Pour ma part, je n’ai pas la vocation des casseroles. À la maison, la cuisine était le domaine réservé de mon père. Je n’ai jamais vu maman aux fourneaux, non pas qu’elle ne sût pas cuisiner, je pense même qu’elle avait été cordon bleu dans sa jeunesse, mais le destin en décida autrement. Parce que je suis arrivé bien après le reste de la fratrie et que durant mon enfance tous les autres volaient déjà de leurs propres ailes, ce qui autorisa ma mère à pouvoir enfin travailler. Parce que surtout mon père tenait à contrôler « son » territoire pour être sûr de manger sain.
Bien avant les modes actuelles – nous étions au début des années 1970 –, je l’entendais dénoncer le sel industriel, le gras dans les restaurants, la mauvaise qualité (et le prix exorbitant) de produits venant de trop loin, les quantités astronomiques des préparations de traiteur. Bref, impossible de lui faire avaler autre chose que les plats nés de ses propres mains. Sur la table s’alignaient plus que de raison des légumes cuits à l’eau ; par bonheur comme ils venaient du jardin – nous étions des « ultra locavores » –, ils gardaient leur goût. En général des viandes maigres, cuites dans un grill vertical pour éliminer les graisses, les accompagnaient sagement. Découvrant sur le tard les vertus du magret de canard, papa en stocka dans son congélateur et, quand l’envie le prenait, il en déposait un sur une poêle, côté peau, sans rien rajouter, pour le laisser frémir façon André Daguin.

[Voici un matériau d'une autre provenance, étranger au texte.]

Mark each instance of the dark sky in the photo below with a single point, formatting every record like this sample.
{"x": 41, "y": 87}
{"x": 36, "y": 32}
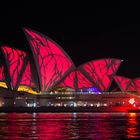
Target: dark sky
{"x": 86, "y": 31}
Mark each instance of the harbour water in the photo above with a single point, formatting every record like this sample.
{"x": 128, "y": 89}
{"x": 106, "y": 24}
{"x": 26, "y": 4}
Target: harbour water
{"x": 69, "y": 126}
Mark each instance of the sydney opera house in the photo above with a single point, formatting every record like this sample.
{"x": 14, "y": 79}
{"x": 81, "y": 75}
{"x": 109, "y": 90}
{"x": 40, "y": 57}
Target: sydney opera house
{"x": 48, "y": 77}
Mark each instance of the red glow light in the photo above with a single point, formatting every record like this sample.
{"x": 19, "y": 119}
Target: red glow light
{"x": 132, "y": 101}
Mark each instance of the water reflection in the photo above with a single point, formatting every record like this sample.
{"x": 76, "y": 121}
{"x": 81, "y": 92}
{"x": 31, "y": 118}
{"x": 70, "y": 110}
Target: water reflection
{"x": 62, "y": 126}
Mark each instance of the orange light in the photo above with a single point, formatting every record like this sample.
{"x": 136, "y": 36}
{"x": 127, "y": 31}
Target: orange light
{"x": 132, "y": 101}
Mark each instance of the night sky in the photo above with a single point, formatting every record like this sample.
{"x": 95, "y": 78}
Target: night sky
{"x": 86, "y": 31}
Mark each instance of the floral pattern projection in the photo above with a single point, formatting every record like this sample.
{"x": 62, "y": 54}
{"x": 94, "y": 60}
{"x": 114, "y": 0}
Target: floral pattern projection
{"x": 76, "y": 80}
{"x": 51, "y": 61}
{"x": 27, "y": 77}
{"x": 101, "y": 71}
{"x": 2, "y": 76}
{"x": 15, "y": 61}
{"x": 126, "y": 84}
{"x": 122, "y": 82}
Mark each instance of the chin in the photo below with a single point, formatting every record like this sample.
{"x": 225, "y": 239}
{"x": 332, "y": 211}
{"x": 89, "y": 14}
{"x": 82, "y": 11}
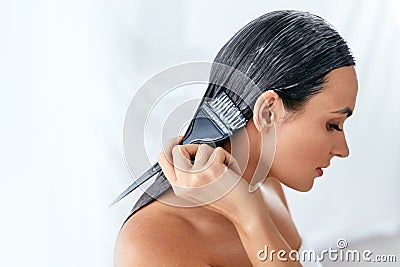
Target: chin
{"x": 305, "y": 186}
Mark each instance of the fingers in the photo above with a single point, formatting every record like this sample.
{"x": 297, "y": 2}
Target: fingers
{"x": 203, "y": 154}
{"x": 224, "y": 157}
{"x": 182, "y": 155}
{"x": 177, "y": 159}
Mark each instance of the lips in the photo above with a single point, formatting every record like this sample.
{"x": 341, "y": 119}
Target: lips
{"x": 319, "y": 170}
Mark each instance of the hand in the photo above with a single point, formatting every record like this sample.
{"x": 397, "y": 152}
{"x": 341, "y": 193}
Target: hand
{"x": 213, "y": 179}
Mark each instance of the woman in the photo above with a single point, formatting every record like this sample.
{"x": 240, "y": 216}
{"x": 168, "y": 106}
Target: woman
{"x": 309, "y": 87}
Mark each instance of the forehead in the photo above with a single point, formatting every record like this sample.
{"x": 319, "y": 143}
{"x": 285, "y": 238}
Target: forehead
{"x": 339, "y": 91}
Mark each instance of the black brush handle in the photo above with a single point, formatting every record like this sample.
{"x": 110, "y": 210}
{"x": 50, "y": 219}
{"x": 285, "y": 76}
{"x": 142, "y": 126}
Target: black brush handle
{"x": 202, "y": 130}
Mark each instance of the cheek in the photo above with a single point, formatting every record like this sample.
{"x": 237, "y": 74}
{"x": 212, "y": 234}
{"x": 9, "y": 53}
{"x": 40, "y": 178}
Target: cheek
{"x": 299, "y": 150}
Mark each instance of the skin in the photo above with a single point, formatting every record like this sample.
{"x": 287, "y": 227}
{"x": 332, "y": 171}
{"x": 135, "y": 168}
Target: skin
{"x": 230, "y": 231}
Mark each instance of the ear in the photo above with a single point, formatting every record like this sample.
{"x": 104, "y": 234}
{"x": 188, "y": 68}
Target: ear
{"x": 267, "y": 107}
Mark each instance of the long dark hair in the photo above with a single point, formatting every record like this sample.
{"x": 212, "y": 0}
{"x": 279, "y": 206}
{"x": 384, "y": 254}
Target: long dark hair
{"x": 287, "y": 51}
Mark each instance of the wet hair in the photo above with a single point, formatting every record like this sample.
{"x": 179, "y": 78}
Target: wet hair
{"x": 287, "y": 51}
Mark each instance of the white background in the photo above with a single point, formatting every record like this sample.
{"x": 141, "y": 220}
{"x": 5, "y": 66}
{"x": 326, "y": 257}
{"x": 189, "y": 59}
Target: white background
{"x": 68, "y": 70}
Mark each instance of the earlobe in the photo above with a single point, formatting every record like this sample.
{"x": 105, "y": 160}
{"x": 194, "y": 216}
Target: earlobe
{"x": 263, "y": 115}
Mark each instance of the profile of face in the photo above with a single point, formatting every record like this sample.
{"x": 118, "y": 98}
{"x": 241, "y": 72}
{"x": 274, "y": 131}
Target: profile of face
{"x": 308, "y": 139}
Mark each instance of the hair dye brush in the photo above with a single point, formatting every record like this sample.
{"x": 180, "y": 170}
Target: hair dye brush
{"x": 214, "y": 122}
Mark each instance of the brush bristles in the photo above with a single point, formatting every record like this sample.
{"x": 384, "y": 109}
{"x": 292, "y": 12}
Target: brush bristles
{"x": 227, "y": 112}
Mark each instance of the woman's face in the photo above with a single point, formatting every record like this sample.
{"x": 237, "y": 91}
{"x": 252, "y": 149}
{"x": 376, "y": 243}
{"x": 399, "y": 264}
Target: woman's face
{"x": 306, "y": 142}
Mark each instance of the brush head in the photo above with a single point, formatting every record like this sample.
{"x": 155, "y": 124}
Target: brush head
{"x": 215, "y": 121}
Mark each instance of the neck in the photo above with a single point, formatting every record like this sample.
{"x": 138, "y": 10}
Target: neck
{"x": 246, "y": 147}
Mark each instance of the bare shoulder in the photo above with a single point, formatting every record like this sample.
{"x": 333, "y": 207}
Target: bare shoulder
{"x": 155, "y": 237}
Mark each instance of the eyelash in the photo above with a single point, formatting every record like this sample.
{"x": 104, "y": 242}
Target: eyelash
{"x": 332, "y": 126}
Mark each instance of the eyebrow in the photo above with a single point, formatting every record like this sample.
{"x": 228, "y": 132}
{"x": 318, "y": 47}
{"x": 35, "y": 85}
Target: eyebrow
{"x": 345, "y": 110}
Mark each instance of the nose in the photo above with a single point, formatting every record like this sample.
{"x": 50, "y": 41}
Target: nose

Ayant vu mon père s’activer tant bien que mal dans sa petite cuisine, et chercher à rester au plus près du sain et du goût, j’admire d’autant plus le courage, le talent et l’inventivité de ceux qui se mettent derrière les fourneaux pour procurer chez leurs convives une émotion.
Car c’est bien de cela qu’il s’agit.
On ne va pas dans un gastronomique pour simplement se nourrir. Ce doit être un moment privilégié, de partage, de fête. Les plats y apportent autant de bonheur à l’âme qu’au corps. Thierry Marx le répète à l’envi : « Donner de la mémoire à de l’éphémère. » Le repas dure une heure ou deux mais on s’en souviendra dans un an ou deux, voire toute sa vie comme les soirées que j’ai eues le privilège de passer chez Ferran Adrià.
Je cite Thierry Marx parce que c’est lui qui m’a ouvert les portes de la gastronomie. Non pas tant dans l’assiette que dans son aspect holistique. Comprendre ce que l’on déguste, apprendre l’histoire des produits, des combinaisons de saveurs, être conscient des femmes et des hommes qui ont formé la grande chaine entre la terre (ou la mer) et le mets devant vous. Grâce à cet humaniste, j’ai découvert que la cuisine, ainsi que le martelait Alain Chapel, « c’est beaucoup plus que des recettes ». Ensemble, depuis que nous avons lancé les émissions L’Histoire à la Carte puis À la Carte sur franceinfo, nous avons beaucoup voyagé. Voyagé dans le temps, depuis les Romains jusqu’à la cuisine moléculaire en passant par Beauvilliers, Carême, Escoffier, Brazier, Point, Bocuse et tant d’autres. Voyagé par la géographie, entre les tomates venues d’Amérique du Sud, la morue pêchée au large de Terre-Neuve ou les agrumes débarquant d’Asie. Voyagé au fil des technologies, les plus anciennes, le salage, ou les plus récentes, la sphérification, en passant par l’appertisation, les cuissons basse température, la réaction de Maillard, etc. J’ai découvert, aux côtés de Thierry, l’infini du monde culinaire.
Un infini que l’on retrouve dans ces vingt-cinq portraits de personnalités hors du commun, dans leur parcours de vie d’une richesse absolue, dans leur cuisine à la fois universelle et tellement intime. C’est un nouveau voyage que j’engage ici, avec vous, un voyage littéraire auprès de ces cheffes et chefs aussi attachants que magnifiques.